Snowflake: Query Acceleration Service — The Warehouse Booster

To Nha Notes | March 8, 2023, 2:20 p.m.

The Query Acceleration Service (QAS) is now generally available to all Snowflake Accounts — Enterprise edition and up. It is a feature that allows Snowflake virtual warehouses to have essentially boundless amount of resources as it needs to accelerate parts of queries.

What is Query Acceleration Service?

It’s a common situation where a virtual warehouse takes workloads of varying sizes. Let’s say in a virtual warehouse, most queries finishes in about 10 minutes, some takes 30 minutes, and other much heavier queries takes hours to complete. Usually these heavy queries involves scanning large amounts of data and the warehouse resources are just not enough to handle it. In these situations you can increase the warehouse size, however that would automatically double the warehouse cost. The size increase may not even be a good idea in this case given that most of its workload is only light.

QAS is there so that virtual warehouses can temporarily borrow additional resources when required granting it the flexibility to expand and have as many resources as it needs. The best part is, there is no manual intervention required from the users. It just need to be enabled once and you’re good to go.

Enabling Query Acceleration Service

It’s as simple as setting the warehouse parameter ENABLE_QUERY_ACCELERATION to true.

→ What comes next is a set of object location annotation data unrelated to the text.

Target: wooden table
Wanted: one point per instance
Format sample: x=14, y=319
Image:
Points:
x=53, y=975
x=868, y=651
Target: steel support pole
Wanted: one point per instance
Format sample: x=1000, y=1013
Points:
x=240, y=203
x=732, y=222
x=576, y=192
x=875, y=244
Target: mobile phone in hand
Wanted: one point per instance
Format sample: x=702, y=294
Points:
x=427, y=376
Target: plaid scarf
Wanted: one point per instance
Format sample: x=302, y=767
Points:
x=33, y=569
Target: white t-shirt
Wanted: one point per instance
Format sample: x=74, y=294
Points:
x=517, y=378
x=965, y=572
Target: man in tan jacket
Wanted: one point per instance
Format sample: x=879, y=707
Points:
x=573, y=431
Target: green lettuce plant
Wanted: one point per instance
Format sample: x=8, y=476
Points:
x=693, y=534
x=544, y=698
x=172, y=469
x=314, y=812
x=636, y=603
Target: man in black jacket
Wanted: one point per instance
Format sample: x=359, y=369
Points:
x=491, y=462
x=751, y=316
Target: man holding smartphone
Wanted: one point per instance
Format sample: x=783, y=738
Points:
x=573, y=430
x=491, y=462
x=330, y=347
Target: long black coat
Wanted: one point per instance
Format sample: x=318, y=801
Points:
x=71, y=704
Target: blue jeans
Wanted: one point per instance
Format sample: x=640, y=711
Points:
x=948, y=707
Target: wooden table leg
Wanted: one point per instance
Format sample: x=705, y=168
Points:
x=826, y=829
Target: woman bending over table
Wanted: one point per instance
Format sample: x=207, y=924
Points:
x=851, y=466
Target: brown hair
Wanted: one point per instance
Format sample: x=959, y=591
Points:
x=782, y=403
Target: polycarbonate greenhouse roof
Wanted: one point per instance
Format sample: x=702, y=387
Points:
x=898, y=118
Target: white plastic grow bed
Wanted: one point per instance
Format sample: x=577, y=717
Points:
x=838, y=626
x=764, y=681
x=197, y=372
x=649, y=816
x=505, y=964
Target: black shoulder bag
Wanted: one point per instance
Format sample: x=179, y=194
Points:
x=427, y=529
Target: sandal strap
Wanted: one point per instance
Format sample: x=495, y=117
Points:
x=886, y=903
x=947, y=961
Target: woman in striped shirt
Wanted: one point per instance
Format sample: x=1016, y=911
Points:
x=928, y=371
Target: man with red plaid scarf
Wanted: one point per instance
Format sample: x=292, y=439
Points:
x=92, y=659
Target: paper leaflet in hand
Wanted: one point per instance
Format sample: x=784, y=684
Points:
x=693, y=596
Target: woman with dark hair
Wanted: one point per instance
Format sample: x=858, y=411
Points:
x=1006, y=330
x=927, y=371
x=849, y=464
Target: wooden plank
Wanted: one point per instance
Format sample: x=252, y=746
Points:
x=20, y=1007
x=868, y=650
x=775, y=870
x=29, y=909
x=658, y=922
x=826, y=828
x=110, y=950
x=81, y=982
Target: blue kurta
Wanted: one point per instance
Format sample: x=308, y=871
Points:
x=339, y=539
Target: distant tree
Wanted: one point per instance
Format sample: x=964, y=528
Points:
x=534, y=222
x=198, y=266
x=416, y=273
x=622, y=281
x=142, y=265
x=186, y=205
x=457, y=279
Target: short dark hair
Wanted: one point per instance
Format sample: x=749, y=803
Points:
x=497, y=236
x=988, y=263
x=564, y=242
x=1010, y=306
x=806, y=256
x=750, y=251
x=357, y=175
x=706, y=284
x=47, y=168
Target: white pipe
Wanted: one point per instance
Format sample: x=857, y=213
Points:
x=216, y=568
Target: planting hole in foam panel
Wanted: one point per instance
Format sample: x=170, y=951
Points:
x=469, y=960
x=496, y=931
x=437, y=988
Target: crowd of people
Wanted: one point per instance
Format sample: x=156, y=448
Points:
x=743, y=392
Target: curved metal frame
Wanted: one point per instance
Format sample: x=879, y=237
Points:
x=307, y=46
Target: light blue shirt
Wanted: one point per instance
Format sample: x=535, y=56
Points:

-- Upon warehouse creation
create warehouse my_warehouse
  ENABLE_QUERY_ACCELERATION = true;

-- Enable on an existing warehouse
alter warehouse my_warehouse
  set ENABLE_QUERY_ACCELERATION = true;

With great power, comes great cost.” Query acceleration service can increase the cost depending on how much resources is leased by the warehouse. So, how do we control it?

Scale Factor

You can set the maximum scale factor for leasing compute resources by setting a value on QUERY_ACCELERATION_MAX_SCALE_FACTOR warehouse parameter. The value set into this will be the multiplier of the current warehouse size. To explain that further, below are different sizes of a virtual warehouse and their respective amount of servers / processors.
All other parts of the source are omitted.